エフサステクノロジーズとNTT西日本は8月26日、官公庁・金融機関・製造業など、高度な情報管理が求められる顧客向けに、エフサステクノロジーズのオンプレミス生成AI基盤「Private AI Platform on PRIMERGY」を活用し、クラウドを介さず自社内に設置したオンプレミス環境で、NTTグループが開発した純国産LLM「tsuzumi 2」を安定的に運用するための動作検証を完了したと発表した。同ソリューションは、NTT西日本からAIモデルやAI基盤を国内で管理・運用可能なソリューションとして、9月から提供を開始する。エフサステクノロジーズがハードウェアの提供と全国保守を担当し、NTT西日本が「tsuzumi 2」の提供に加え、導入支援や技術支援を含むソリューション全体の提供を担っていく。
NTT西日本は、「tsuzumi 2」の活用を通じて、自治体や医療、金融、製造など幅広い分野における生成AI導入・活用を支援してきている。また、エフサステクノロジーズは、高信頼サーバーと生成AI向けオンプレミス基盤の提供・運用支援が強み。約6万5000社の顧客を持ち、全国約700のエンジニア拠点で保守などのサポートが可能となっている。
両社はそれぞれの強みを組み合わせることで、クラウドに依存せず、データ管理、運用性を兼ね備えた生成AI活用基盤の実現を目指す。これにより、NTT西日本は企業や公共分野のデジタルトランスフォーメーション(DX)を支援し、エフサステクノロジーズはその実現に必要な高信頼なオンプレミス生成AIプラットフォームを提供し、保守・運用を支援する。
今回の連携では、エフサステクノロジーズの「Private AI Platform on PRIMERGY」と「tsuzumi 2」を組み合わせることで、顧客が純国産LLMを活用したオンプレミス型の生成AI環境を迅速に利用できるよう支援し、その導入を推進していく。

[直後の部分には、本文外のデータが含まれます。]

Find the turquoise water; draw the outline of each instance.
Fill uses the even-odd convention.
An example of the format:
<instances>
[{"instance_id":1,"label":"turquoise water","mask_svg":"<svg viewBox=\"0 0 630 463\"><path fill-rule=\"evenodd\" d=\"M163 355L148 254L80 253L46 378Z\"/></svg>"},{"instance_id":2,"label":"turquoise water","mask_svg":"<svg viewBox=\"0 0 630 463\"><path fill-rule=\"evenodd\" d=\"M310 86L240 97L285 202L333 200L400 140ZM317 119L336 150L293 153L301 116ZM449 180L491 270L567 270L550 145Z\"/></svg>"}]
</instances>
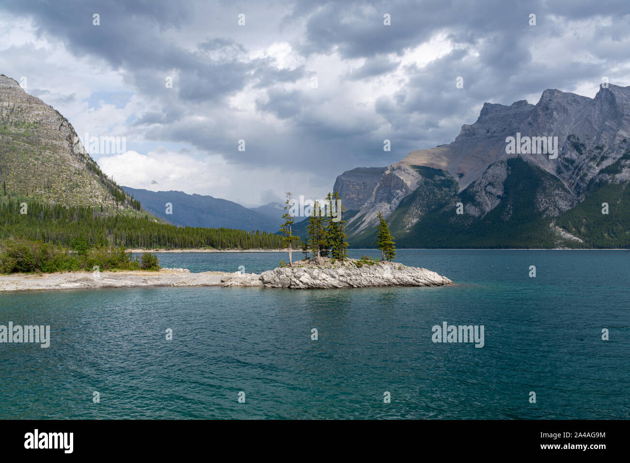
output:
<instances>
[{"instance_id":1,"label":"turquoise water","mask_svg":"<svg viewBox=\"0 0 630 463\"><path fill-rule=\"evenodd\" d=\"M195 272L287 260L159 257ZM630 253L404 250L396 260L458 284L0 294L0 324L49 324L52 338L0 344L0 418L628 417ZM484 325L484 346L432 342L443 321Z\"/></svg>"}]
</instances>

同ソリューションの特長として、オンプレミス環境での生成AI活用が挙げられる。クラウドを介さず、ローカルネットワーク上で「tsuzumi 2」を稼働できる構成を実現している。研究データ・設計情報・顧客情報・生産データなど、機密性の高い情報も外部に出すことなく処理できるため、官公庁、金融機関、製造業など、厳格な情報管理が求められる分野での活用に適している。
また、純国産LLMによる生成AI実行環境が整っている。「tsuzumi 2」は、1GPUで動作可能な軽量モデルながら、高い日本語処理能力と運用効率のバランスに優れた純国産LLM。少ない計算資源で利用できるため、導入コストや運用負荷を抑えながら、純国産LLMによる生成AI活用が実現している。また、国内で管理・運用可能な生成AI環境の構築により、ソブリンAIへのニーズにも対応している。
さらに、柔軟な導入・利用モデルができる。エフサステクノロジーズの「Private AI Platform on PRIMERGY」は、スモールスタートから大規模展開まで対応する複数モデルをラインアップしている。全国のサポート体制により、導入検討から構築、運用・保守までをワンストップで支援し、生成AI導入・運用にかかる負担が大幅に軽減できる。
両社は今後、官公庁・金融機関・製造業に加え、今後、社会インフラ、エネルギー、医療など、高度なAI活用と厳格な情報管理が求められる分野へと提供分野を拡大していく予定にしている。
NTT西日本の地域密着型のICTソリューション提供力とNTTグループの純国産LLMに関する知見、エフサステクノロジーズのオンプレミス環境で生成AIを安定的に稼働させる基盤を組み合わせることで、日本における高信頼な生成AI基盤の普及を推進していく。